Because of this last feature, short stories are ideal for helping us learn about this literary convention known as “plot.” The term “plot” simply refers to the sequence of events an author links up into one, unified action, and you can map these terms onto a kind of a graph to show how they work together to create a dramatic story.
Picture, if you will, a hill with a gentle rise on one side, and a rather precipitous drop on the other. Each of the terms below can be mapped onto this hill.
Before you get to the hill, as you walk along ground that is nearly flat, you hit the “exposition,” or the part of the story that gives the reader information about the characters and setting they need so they don’t get lost.
As you keep walking, the ground begins to rise. You have hit your first “conflict,” which is just a fancy word for a major problem or issue to be resolved in the plot. As conflict adds to conflict the ground gets steeper. This is known as “rising action.” Sometimes, rising action is accompanied by “foreshadowing,” which is a subtle hint an author gives you of things to come.

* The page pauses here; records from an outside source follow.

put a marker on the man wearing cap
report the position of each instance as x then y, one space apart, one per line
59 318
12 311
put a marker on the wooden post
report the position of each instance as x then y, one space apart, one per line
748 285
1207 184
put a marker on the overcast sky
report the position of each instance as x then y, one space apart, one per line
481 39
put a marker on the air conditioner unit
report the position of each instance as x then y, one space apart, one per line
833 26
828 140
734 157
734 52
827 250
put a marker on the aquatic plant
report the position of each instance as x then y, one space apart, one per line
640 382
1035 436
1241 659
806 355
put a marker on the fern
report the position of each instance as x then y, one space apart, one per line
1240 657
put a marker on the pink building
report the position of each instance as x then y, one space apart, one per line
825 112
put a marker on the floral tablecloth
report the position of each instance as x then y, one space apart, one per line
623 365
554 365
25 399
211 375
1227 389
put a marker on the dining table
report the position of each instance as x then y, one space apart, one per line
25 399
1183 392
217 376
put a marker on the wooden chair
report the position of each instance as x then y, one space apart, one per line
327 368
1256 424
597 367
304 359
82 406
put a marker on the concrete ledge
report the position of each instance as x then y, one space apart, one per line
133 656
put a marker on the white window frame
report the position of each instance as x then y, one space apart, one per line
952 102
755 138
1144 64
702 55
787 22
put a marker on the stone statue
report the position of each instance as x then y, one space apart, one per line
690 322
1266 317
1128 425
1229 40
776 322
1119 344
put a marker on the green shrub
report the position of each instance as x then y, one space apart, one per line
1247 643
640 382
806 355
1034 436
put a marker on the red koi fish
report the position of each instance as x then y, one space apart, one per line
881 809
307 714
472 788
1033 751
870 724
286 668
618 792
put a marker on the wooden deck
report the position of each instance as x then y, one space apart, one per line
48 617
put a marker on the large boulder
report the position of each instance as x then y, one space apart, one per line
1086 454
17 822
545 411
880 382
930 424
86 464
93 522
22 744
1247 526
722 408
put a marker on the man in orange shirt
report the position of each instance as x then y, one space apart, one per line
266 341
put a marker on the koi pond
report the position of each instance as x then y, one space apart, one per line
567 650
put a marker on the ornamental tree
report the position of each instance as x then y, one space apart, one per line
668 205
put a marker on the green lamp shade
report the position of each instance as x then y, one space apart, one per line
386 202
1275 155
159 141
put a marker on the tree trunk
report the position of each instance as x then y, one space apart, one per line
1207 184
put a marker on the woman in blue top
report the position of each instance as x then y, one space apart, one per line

As you near the top of the rise, you approach the “climax,” which is the point of greatest dramatic tension, and the moment when the outcome is decided. Will the woman get her man? Will the frog turn into prince? Will the bomb explode? These are all questions that are finally answered as the story reaches its most climactic moment.
After that, it’s a quick drop down through the “denouement,” which is a French word which means something like ” the untying of the knot.” You’re supposed to imagine that life, before conflict, was a smooth, untangled rope. As the author adds conflict, though, the rope becomes twisted and knotted. Each conflict adds a knot. At the end of the story, the author must resolve or address each conflict she created along the way, thus “untying” all the knots she created during the rising action. The “denouement” is also known as “falling action” or “resolution.” Short stories generally spend very little time on this “falling action,” usually leaving their readers’ splatted on the floor below after a dizzying fall from a dramatic climax.
So that’s all you need to know from today. We talked plot and read the story “A lickpenny lover,” by O. Henry, which exhibited all these traits of plot, and is also quite humorous, if you know anything about Coney Island, which my students do. Well, they do now. A fat lot of good it’ll do ’em now that the story’s ended…
Anyway, happy DPF to all, and to all a good night.